Now the variational equation (from varying $W$ with respect to the $g_k$) can be written simply: (note that variations of $u_k$ and of $v_k$ are not independent: $\delta u_k = - {u_k}^2 v_k \delta g_k$, $\delta v_k = {u_k}^3 \delta g_k$)
$$\begin{equation} \delta W = {u_k}^2 \delta g_k \left( 4 (\epsilon_k - \mu) {v_k} {u_k} + 2 (\sum_{k^\prime} {V_{k k^\prime} \Delta_{k^\prime} \over 2 E_{k^\prime}}) ({u_k}^2 - {v_k}^2) \right) = 0. \end{equation}$$
Then substituting in the gap equation gives
$$\begin{equation} {u_k}^2 - {v_k}^2 = {\epsilon_k - \mu \over E_k}, \end{equation}$$
which combined with the constraint ${u_k}^2 + {v_k}^2 = 1$ gives
$$\begin{equation} {u_k}^2 = \frac{1}{2}\left(1 + {\epsilon_k - \mu \over E_k}\right),\quad {v_k}^2 = \frac{1}{2}\left(1 - {\epsilon_k - \mu \over E_k}\right). \end{equation}$$

We can think of this wavefunction as describing a large number $N/2$ of "Cooper pairs", all in the zero-momentum and zero-spin state. However, note that there is still a hint of the fermionic nature of the underlying electrons, since we had to use all the electron states up to the Fermi level in order to make these Cooper pairs. The connection to the Ginzburg-Landau equation is, in words, that the LG equation describes the wavefunction of Cooper pairs, which in the absence of an external potential are all in the same center-of-mass state.

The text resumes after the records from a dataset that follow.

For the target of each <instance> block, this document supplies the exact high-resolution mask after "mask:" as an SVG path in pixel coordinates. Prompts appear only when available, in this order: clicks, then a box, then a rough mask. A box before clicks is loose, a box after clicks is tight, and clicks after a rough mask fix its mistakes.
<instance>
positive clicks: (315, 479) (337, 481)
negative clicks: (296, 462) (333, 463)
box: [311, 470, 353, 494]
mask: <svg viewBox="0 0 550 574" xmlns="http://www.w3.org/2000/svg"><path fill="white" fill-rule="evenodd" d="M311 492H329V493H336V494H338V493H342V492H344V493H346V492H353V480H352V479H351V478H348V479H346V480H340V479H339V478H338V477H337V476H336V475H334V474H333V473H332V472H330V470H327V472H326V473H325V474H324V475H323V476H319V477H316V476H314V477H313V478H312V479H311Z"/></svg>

For now, we are going to make a simple step-function choice for the interaction $V$ that will give a so-called "s-wave" superconductor:
$$\begin{equation} V_{{\bf k},{\bf k}^\prime} = -V < 0 \end{equation}$$
if both ${\bf k}$ and ${\bf k}^\prime$ are within some small distance $\delta k$ of the Fermi level, and 0 otherwise. We will see later how other potentials can give exotic superconductors of other symmetries.

Note that the fractional number variations in the BCS state are statistically very small ($\sim N^{1/2}$, where $N$ is the total number of electrons). We could choose a similar state of well-defined number, but would find that then the phase appearing in the Ginzburg-Landau equation is not well-defined: in this sense number and phase are conjugate variables in a superconductor.

It is amazing that the small attractive residual interaction, which only changes the electron interaction energy by a factor of about $10^{-8}$, can so dramatically change the physical properties.